Ce qu’il faut retenir
Le Sénégal envisage d’imposer un prélèvement de 0,5 % sur chaque transaction mobile money afin de gonfler ses recettes publiques. Cette décision, inscrite dans le plan de redressement 2025-2028, touche un outil utilisé quotidiennement par plus de neuf Sénégalais sur dix.
Contexte budgétaire sous tension
La dette publique a franchi le seuil symbolique des 100 % du PIB, conséquence combinée des chocs pétroliers, de la pandémie et d’investissements d’infrastructures coûteux. Les marges de manœuvre budgétaires se réduisent à vue d’œil, reconnaît le ministère des Finances.
En 2024, les recettes fiscales ont été inférieures de 8 % aux prévisions initiales, malgré l’introduction d’une TVA harmonisée et la lutte accrue contre la contrebande, selon la Direction générale des Impôts.
Pour financer les ports, lignes de bus rapides et la couverture santé, l’État s’est tourné vers les bailleurs internationaux.
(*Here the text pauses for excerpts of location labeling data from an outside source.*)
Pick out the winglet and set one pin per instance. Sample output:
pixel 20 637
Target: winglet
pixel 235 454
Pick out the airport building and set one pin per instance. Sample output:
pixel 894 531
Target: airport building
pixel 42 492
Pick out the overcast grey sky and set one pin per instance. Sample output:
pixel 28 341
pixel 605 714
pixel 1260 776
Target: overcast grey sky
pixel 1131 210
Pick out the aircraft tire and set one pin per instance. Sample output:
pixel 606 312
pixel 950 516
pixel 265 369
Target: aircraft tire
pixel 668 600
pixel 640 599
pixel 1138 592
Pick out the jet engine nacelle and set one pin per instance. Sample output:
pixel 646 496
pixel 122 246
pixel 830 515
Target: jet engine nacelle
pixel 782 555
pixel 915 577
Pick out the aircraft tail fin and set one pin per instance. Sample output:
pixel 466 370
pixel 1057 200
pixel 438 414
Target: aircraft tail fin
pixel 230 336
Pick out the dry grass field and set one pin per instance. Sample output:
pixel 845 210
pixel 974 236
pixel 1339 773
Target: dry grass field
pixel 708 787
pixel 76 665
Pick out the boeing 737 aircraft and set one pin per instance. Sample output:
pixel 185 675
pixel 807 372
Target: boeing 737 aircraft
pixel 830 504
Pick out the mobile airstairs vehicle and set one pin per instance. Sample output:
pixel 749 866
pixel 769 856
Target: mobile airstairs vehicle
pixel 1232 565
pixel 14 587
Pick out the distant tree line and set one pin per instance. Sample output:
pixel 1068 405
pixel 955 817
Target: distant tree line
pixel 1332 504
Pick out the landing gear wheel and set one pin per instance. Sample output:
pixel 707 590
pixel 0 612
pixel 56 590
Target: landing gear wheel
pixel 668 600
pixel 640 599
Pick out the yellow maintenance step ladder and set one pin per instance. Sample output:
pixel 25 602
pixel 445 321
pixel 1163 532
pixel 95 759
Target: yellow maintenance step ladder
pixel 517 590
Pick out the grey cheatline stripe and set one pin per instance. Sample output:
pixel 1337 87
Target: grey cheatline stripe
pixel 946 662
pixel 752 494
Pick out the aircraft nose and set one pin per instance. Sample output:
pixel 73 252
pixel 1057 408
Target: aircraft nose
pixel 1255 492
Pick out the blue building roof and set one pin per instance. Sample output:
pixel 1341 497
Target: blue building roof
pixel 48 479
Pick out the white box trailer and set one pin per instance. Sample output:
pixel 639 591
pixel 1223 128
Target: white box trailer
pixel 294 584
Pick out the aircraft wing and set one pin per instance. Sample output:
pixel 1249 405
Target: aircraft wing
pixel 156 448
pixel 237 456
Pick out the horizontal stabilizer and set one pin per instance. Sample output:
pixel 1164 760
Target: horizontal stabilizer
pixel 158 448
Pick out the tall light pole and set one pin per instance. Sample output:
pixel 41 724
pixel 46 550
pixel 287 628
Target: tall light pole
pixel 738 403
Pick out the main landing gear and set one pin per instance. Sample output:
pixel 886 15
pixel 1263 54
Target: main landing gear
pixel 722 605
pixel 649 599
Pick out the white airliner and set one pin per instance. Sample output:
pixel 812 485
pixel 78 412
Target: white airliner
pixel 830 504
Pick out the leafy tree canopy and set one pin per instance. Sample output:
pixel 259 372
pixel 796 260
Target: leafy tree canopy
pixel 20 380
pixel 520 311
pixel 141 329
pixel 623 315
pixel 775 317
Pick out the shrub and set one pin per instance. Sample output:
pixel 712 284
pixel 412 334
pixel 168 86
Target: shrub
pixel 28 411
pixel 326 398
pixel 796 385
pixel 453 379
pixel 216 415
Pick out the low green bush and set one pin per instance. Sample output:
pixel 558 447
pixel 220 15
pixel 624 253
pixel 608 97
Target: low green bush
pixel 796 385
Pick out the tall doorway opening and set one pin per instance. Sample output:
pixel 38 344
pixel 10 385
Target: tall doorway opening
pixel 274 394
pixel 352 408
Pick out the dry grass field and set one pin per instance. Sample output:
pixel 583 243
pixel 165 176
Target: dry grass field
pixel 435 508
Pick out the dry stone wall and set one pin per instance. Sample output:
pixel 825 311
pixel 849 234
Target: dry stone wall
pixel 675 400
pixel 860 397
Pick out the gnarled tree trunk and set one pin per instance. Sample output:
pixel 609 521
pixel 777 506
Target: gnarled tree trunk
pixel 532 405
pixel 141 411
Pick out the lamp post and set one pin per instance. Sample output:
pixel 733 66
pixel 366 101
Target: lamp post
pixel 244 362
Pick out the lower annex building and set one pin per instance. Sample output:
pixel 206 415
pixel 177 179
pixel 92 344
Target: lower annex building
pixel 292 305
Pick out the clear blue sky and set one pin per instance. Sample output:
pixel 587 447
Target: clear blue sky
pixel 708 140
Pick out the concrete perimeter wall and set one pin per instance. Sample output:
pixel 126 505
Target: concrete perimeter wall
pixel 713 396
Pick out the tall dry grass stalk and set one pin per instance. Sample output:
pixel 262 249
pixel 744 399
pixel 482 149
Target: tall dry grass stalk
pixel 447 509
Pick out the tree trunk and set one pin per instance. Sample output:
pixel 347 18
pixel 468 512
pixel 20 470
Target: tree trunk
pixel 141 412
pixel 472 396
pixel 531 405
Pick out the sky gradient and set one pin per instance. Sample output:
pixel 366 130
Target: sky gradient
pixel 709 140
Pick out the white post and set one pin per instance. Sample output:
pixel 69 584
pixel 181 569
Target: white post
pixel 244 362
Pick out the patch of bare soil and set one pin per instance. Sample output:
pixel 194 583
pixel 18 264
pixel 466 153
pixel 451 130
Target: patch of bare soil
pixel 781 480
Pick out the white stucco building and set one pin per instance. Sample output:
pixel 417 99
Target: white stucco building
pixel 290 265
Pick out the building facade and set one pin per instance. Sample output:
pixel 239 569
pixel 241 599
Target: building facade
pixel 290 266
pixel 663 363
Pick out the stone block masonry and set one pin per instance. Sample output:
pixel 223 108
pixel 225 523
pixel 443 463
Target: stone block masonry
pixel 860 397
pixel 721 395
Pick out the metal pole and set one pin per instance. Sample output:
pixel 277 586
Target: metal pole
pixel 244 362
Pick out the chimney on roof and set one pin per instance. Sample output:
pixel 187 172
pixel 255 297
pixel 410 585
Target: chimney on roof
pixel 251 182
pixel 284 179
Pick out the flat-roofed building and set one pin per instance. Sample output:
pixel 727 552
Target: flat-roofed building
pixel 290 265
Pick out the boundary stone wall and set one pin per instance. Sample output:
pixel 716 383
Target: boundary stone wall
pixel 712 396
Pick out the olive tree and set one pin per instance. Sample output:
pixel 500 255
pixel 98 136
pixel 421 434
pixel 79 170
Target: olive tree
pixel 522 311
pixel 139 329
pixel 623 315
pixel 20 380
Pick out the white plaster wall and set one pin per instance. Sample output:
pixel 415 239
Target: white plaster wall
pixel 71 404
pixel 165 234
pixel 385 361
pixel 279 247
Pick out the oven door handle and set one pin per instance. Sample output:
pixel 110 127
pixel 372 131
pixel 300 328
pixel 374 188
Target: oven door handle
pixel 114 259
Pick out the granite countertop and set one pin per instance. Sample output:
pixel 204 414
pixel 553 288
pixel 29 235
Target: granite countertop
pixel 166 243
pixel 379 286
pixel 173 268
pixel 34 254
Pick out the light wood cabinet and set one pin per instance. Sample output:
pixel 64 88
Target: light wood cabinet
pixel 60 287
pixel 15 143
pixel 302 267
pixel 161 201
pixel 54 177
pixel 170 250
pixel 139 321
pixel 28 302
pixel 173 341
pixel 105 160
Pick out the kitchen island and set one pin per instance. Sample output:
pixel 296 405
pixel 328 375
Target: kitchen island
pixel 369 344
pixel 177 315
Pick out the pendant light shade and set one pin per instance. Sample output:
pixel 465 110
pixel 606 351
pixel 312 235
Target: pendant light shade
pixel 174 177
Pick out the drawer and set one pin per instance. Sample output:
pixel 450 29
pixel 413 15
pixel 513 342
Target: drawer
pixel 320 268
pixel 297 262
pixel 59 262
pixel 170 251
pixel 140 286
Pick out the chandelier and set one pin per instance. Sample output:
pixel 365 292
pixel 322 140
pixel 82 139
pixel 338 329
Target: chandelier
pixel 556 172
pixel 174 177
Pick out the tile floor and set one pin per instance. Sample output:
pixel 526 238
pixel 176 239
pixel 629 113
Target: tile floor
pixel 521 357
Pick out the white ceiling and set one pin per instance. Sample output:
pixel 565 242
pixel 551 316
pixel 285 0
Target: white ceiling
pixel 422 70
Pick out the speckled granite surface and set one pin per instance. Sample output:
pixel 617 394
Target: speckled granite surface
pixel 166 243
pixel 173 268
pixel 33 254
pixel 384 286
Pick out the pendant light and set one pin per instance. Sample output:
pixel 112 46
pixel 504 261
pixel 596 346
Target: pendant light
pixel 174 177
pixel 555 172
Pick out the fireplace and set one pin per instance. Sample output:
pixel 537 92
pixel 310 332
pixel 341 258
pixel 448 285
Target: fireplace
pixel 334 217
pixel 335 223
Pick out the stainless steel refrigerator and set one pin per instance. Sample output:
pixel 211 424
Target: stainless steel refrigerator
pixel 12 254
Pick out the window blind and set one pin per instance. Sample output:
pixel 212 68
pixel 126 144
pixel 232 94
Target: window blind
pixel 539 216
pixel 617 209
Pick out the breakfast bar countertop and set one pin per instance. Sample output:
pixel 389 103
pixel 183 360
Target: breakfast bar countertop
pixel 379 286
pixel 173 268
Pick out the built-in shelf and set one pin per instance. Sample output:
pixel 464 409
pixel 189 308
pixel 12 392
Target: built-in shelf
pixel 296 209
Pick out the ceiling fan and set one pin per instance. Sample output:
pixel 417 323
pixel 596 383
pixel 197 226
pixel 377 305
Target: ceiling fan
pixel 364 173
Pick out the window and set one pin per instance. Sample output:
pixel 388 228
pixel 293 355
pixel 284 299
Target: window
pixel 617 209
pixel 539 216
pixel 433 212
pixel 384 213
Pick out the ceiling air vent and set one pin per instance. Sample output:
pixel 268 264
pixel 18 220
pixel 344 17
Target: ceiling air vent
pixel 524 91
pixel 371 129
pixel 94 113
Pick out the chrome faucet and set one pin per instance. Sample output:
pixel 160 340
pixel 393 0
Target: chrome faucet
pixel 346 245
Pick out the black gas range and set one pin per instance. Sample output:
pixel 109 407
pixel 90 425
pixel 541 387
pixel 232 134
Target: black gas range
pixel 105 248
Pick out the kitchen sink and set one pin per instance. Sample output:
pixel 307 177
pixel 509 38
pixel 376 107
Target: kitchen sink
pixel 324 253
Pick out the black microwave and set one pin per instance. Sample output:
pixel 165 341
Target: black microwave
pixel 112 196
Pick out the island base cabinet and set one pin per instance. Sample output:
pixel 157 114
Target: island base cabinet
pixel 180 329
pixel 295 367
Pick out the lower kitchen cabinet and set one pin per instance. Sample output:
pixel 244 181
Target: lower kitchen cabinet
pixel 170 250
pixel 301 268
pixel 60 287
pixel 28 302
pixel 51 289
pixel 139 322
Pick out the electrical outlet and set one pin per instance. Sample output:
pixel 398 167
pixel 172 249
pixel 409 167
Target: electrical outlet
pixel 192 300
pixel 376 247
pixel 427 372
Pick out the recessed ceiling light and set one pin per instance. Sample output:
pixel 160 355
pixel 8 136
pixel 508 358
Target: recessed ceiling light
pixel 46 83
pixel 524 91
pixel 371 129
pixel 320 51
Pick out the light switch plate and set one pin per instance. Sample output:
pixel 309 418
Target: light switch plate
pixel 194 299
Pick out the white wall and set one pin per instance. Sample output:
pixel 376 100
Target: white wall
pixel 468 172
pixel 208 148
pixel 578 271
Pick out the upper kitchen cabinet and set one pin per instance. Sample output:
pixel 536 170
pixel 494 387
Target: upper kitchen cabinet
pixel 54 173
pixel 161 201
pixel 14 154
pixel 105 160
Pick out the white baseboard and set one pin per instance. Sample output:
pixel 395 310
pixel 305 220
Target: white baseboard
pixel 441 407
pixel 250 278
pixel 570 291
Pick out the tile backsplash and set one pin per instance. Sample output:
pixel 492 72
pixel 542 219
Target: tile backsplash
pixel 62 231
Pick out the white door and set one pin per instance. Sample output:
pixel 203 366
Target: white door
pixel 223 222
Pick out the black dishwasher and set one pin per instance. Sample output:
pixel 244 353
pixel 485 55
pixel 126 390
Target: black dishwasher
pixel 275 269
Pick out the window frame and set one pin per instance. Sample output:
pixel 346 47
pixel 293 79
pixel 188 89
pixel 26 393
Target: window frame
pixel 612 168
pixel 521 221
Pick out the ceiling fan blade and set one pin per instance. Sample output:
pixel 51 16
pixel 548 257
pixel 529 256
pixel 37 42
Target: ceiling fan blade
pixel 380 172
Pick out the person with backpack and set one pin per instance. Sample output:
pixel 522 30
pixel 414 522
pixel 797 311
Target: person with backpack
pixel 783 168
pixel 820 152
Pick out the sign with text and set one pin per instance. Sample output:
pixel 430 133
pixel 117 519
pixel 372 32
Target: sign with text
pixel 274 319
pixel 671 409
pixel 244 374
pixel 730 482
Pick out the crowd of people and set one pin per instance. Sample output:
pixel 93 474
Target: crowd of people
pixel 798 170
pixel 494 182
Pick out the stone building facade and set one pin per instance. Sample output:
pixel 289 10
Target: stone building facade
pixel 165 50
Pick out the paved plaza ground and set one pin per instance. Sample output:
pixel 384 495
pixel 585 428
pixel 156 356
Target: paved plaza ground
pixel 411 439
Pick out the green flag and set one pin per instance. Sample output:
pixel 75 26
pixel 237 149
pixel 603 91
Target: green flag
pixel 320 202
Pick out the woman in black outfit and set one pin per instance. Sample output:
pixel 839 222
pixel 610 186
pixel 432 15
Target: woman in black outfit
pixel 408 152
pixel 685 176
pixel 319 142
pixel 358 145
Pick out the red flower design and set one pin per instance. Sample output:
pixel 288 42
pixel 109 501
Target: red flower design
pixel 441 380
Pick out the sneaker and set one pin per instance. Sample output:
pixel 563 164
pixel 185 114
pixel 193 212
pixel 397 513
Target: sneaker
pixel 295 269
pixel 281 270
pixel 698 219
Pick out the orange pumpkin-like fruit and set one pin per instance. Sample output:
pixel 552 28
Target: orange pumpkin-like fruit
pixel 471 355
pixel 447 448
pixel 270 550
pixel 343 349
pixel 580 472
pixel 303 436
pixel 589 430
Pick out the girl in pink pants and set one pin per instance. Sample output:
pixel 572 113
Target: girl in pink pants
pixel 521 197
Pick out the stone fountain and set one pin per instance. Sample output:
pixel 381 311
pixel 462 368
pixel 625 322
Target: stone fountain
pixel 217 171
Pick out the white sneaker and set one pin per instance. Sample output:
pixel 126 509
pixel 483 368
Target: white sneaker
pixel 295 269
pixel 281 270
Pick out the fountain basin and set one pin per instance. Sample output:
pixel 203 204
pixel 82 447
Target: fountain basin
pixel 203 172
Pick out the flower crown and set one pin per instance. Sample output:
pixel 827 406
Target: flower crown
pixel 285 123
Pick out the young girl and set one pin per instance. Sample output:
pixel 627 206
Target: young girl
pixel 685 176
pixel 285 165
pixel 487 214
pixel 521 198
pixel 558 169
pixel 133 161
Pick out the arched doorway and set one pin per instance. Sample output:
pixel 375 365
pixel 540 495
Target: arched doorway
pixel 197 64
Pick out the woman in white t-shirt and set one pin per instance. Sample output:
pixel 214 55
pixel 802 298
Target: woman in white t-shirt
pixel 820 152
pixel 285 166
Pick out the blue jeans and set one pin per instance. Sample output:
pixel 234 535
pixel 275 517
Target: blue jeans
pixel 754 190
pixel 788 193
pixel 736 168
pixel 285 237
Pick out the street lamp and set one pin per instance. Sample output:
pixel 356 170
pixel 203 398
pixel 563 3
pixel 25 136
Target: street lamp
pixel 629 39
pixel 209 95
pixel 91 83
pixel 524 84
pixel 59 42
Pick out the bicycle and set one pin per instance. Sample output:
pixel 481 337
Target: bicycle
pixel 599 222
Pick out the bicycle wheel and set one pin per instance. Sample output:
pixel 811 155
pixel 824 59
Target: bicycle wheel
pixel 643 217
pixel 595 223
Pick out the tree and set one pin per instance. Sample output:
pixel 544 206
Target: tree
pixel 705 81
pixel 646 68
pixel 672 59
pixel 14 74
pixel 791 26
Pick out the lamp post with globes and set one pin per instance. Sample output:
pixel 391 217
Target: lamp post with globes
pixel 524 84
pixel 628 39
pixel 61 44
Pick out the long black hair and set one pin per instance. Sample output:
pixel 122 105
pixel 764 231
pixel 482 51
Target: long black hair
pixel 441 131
Ceux-ci conditionnent désormais leurs décaissements à une hausse durable des ressources domestiques.
Le mobile money, colonne vertébrale financière
À la différence des banques, l’ouverture d’un portefeuille mobile ne requiert qu’une pièce d’identité et un téléphone basique. Résultat : 92 % des adultes de plus de quinze ans y recourent pour envoyer un billet, régler une facture ou stocker une petite épargne.
En 2025, le volume des transactions a frôlé 15 300 milliards FCFA, soit 27 milliards USD, d’après la BCEAO. Ce flux représente plus du double du budget national et croît de 18 % par an, porté par l’essor des paiements marchands.
Pour de nombreux vendeurs de rue, le portefeuille digital sert de caisse, de stock et de livre comptable. Taxer chaque mouvement reviendrait à rogner des marges déjà comprimées par l’inflation alimentaire et la concurrence des grandes surfaces.
Cartographie des usages régionaux
Les données géolocalisées de l’ARTP indiquent que la région de Dakar concentre 45 % des volumes, suivie de Thiès et Diourbel. En Casamance, l’essor est plus récent, lié à la diaspora, tandis que le bassin arachidier privilégie encore le cash.
Impact social d’une taxe transactionnelle
Le prélèvement proposé fonctionnerait comme un péage invisible. Un étudiant envoyant 1 000 FCFA à sa sœur paierait cinq francs supplémentaires ; cela semble modique, mais répété vingt fois par mois, le coût ronge un budget d’étudiant, souligne une association de consommateurs.
Contrairement à l’impôt sur les bénéfices, l’assiette ne tient pas compte de la capacité contributive. Plus un ménage est contraint d’étaler ses paiements en micro-transactions, plus il s’expose à des frais cumulés, précise le think tank IPAR.
Les associations féminines redoutent un retour massif au cash, moins traçable et plus risqué. Les revers logistiques pèseraient surtout sur les zones rurales où l’accès aux distributeurs reste limité et le coût du transport élevé.
Leçons venues d’Afrique de l’Est et Centrale
Le Ghana a instauré en 2022 un prélèvement de 1,5 % sur le mobile money. Six mois plus tard, la Banque du Ghana notait une chute de 24 % des volumes et un manque à gagner fiscal estimé à 200 millions USD.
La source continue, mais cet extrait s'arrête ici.